BEING a modern man can be a tricky business. Don’t take our word for it, ask the Channel 4 editors who commissioned a series on the subject, called All Man, presented by the tranvestite artist Grayson Perry. Or those who run the Men’s Share (Suicide, Harm, Awareness, Recovery and Empathy) project which runs support groups which encourage men to talk about their troubles and as a result is helping to drive down the Scotland’s horrific male suicide rates.
Or David Marshall, a deeply devoted dad, who suffered from depression after the birth of his daughter.
There is no doubt that what our idea of what being a man involves is changing quite dramatically.

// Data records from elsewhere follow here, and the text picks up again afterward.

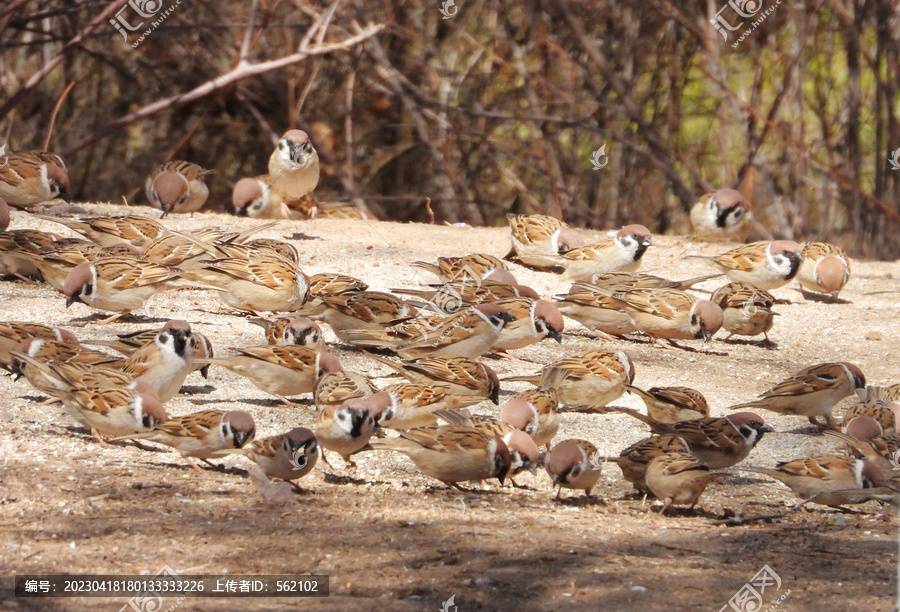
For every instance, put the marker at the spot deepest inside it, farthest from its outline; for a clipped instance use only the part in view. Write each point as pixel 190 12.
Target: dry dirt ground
pixel 391 539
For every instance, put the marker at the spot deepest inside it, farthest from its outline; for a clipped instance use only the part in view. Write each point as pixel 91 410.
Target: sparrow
pixel 460 375
pixel 335 388
pixel 812 392
pixel 469 333
pixel 334 284
pixel 596 310
pixel 214 235
pixel 128 344
pixel 345 429
pixel 279 370
pixel 534 320
pixel 523 452
pixel 891 393
pixel 538 239
pixel 325 284
pixel 765 265
pixel 56 377
pixel 871 405
pixel 108 402
pixel 267 282
pixel 451 453
pixel 177 186
pixel 719 442
pixel 12 333
pixel 297 330
pixel 679 479
pixel 723 214
pixel 363 310
pixel 396 335
pixel 866 440
pixel 593 379
pixel 19 249
pixel 117 284
pixel 202 435
pixel 252 249
pixel 33 177
pixel 819 479
pixel 56 260
pixel 409 405
pixel 535 412
pixel 621 253
pixel 64 351
pixel 639 280
pixel 574 464
pixel 176 249
pixel 114 411
pixel 254 198
pixel 672 404
pixel 634 459
pixel 746 310
pixel 294 166
pixel 475 267
pixel 825 268
pixel 109 231
pixel 670 313
pixel 451 296
pixel 287 456
pixel 165 362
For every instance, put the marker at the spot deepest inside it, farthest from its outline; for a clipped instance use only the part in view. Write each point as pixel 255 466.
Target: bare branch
pixel 241 71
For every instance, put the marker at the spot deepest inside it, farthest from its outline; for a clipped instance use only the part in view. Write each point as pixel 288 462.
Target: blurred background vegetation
pixel 497 109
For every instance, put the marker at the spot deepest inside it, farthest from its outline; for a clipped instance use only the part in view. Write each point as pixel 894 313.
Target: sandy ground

On a practical level, how many dads today would know how to build a set of shelves or even rewire a plug? And how many of their dads wouldn’t have been able to do the same thing?

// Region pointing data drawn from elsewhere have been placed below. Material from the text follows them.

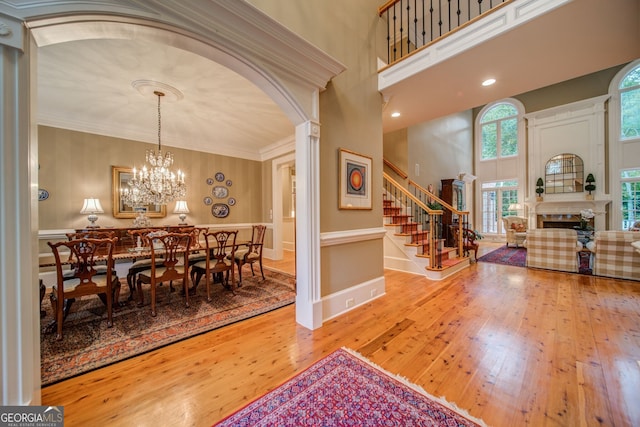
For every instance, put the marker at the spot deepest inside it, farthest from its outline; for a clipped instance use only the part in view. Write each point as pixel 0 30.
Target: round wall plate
pixel 220 192
pixel 42 194
pixel 220 210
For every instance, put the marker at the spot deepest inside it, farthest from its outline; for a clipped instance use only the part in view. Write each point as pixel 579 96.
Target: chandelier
pixel 155 183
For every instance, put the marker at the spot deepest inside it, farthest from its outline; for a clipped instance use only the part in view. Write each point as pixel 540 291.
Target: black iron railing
pixel 453 221
pixel 407 210
pixel 413 24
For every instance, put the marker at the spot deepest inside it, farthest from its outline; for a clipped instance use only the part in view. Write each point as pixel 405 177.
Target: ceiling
pixel 87 85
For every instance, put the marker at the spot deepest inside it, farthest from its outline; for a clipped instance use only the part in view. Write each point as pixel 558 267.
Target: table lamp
pixel 92 207
pixel 182 209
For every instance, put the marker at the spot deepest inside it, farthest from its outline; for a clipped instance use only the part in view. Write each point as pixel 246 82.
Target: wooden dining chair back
pixel 169 261
pixel 220 250
pixel 143 263
pixel 198 247
pixel 86 278
pixel 90 234
pixel 252 253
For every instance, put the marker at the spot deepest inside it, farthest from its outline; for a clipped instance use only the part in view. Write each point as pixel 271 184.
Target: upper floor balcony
pixel 435 54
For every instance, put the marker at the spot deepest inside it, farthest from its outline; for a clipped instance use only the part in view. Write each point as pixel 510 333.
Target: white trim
pixel 351 236
pixel 348 299
pixel 499 22
pixel 616 146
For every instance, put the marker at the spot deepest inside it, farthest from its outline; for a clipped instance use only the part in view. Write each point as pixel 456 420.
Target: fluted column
pixel 308 299
pixel 19 313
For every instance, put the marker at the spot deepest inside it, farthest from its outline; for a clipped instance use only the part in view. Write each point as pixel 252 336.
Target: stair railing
pixel 415 24
pixel 426 197
pixel 429 219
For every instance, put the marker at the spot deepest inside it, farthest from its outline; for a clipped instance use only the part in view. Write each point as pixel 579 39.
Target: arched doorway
pixel 297 96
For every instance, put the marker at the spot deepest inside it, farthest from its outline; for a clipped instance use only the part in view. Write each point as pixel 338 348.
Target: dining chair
pixel 86 279
pixel 220 250
pixel 169 261
pixel 139 264
pixel 198 249
pixel 252 253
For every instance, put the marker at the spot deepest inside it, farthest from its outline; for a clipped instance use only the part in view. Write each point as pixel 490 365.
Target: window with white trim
pixel 630 191
pixel 499 131
pixel 497 199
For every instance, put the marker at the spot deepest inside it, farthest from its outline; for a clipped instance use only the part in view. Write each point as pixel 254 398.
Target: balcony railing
pixel 414 24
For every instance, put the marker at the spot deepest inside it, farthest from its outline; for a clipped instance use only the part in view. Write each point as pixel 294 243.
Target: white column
pixel 19 313
pixel 308 302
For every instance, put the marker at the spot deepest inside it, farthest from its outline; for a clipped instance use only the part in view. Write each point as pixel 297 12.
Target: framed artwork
pixel 355 181
pixel 120 178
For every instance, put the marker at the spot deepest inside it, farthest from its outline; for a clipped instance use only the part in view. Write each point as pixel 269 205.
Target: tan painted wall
pixel 350 117
pixel 76 165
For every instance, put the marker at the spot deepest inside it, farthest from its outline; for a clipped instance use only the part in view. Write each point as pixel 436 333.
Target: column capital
pixel 12 32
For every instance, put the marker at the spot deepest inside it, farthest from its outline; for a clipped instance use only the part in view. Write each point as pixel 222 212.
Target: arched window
pixel 499 131
pixel 624 146
pixel 630 105
pixel 500 164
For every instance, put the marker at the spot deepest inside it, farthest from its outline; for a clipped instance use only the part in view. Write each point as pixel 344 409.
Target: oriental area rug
pixel 89 344
pixel 518 258
pixel 345 389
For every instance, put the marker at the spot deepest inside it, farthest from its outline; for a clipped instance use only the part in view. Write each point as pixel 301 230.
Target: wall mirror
pixel 121 176
pixel 564 173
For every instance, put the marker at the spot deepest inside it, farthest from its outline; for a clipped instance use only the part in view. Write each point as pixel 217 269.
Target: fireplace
pixel 560 221
pixel 566 214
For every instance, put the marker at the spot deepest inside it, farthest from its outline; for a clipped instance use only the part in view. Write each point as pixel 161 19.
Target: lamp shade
pixel 91 206
pixel 181 207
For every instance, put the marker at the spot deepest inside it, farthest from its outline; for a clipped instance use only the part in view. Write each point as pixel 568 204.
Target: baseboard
pixel 341 302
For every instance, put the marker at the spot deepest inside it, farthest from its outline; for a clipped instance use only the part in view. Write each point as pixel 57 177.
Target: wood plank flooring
pixel 513 346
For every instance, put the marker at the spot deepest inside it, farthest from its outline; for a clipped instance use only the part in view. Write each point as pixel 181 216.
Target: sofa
pixel 515 228
pixel 553 249
pixel 615 256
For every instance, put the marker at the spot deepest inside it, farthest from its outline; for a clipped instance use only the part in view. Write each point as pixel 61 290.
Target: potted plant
pixel 590 186
pixel 539 189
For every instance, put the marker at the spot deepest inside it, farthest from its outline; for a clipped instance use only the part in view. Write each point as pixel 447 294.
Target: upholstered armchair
pixel 615 256
pixel 516 229
pixel 553 249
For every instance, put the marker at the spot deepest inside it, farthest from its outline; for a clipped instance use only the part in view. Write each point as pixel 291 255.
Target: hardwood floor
pixel 513 346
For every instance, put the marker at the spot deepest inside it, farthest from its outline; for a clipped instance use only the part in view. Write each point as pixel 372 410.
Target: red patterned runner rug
pixel 345 389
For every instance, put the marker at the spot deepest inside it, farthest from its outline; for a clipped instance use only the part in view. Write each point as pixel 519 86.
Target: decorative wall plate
pixel 220 210
pixel 220 192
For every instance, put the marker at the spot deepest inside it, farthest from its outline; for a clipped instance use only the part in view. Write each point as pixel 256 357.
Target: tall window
pixel 499 130
pixel 630 105
pixel 497 197
pixel 630 180
pixel 624 146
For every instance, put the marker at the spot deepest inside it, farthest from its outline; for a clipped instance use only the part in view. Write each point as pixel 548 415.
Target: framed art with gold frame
pixel 355 180
pixel 120 177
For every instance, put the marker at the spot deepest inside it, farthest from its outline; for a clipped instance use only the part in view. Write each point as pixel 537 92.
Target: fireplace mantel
pixel 565 207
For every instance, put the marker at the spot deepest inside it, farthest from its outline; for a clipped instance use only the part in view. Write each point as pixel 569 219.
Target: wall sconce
pixel 92 207
pixel 182 209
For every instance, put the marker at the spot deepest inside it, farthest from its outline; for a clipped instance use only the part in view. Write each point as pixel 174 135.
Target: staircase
pixel 413 242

Emotionally, our expectations of men are changing, yet it is still often difficult for most to express their deeper feelings. Grayson Perry says it is a code which we subconsciously drum into our sons from birth: “Boys think they’re breaking the man contract if they cry.”
There are few spaces where men sit and talk to each other without a pint in hand or a football in front of them. That is perhaps one of the reasons so many men can feel isolated even in the midst of a busy life.
That is one of the reasons that Dads Rock, the playgroups for fathers and their children which David Marshall set up in Edinburgh with his friend Thomas Lynch, have been such a success. The group promises 90 minutes of chaos, fun shared between dads and their kids, and certainly deliver on it.
This month they are doubling in size in Edinburgh by adding two new groups in Craigmillar and the Old Town. They are sure to be a huge hit.